The authors work with an initial data set (M,g,q). Here g is a Riemannian metric on an n‑dimensional manifold M (n≥4) and q is a symmetric tensor that encodes the extrinsic curvature of M in spacetime. They define a scalar µ from the scalar curvature of g and q, and a one‑form J from derivatives of q. The hypotheses include that M is asymptotically flat (outside a compact set it looks like the complement of a ball in Euclidean space) with precise decay rates for g and q, and a pointwise inequality µ−|J|_g>0 everywhere. They also assume a stronger inequality near infinity of the form µ−|J|_g ≥ κ r^{3−n}|q|_g for some κ>0. Under these assumptions the theorem asserts α>0.

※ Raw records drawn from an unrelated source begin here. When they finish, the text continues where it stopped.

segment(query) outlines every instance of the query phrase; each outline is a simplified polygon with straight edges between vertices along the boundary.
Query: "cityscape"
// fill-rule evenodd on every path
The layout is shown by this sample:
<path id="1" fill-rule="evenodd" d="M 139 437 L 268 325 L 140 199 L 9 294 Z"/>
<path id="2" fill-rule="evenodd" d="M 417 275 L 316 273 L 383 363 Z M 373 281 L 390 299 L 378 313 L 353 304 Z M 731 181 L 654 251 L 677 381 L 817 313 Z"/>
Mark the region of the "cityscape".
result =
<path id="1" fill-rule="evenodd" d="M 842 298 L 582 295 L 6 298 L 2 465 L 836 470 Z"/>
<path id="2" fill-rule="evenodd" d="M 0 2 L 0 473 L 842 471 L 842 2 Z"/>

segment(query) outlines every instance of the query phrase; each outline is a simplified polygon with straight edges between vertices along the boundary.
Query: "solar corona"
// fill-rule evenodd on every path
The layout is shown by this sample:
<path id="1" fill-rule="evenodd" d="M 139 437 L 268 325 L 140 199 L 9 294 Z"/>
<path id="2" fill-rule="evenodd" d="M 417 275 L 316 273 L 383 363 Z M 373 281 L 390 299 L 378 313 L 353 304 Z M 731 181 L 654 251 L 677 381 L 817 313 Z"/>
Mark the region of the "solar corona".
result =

To prove this, the authors use a regularized version of the Jang equation. The Jang equation is a geometric partial differential equation introduced by P. S. Jang and used by Schoen and Yau to turn a spacetime positivity problem into a Riemannian one. The regularization they use adds a small “capillary” term to control the behavior of solutions. They build a global solution u of that modified Jang equation, obtain decay and derivative estimates for u at infinity, and then form a new metric tg = g + du⊗du and a one‑form Ξ built from u and q.
A key analytic identity, originally from Schoen and Yau, relates the scalar curvature of the new metric tg and the one‑form Ξ to the original energy quantities µ and J and to the Jang equation itself. By combining that identity with the assumed positivity of µ−|J|_g, and by using a shielding principle from Lesourd–Unger–Yau to localize the argument, the authors obtain an integral inequality. They then argue by contradiction: assuming α≤0 they use these constructions and a dimension‑descent argument from their earlier Riemannian positive mass result to manufacture an (n−1)‑dimensional dataset with zero mass. That contradicts their Riemannian positive mass theorem, so α must be positive.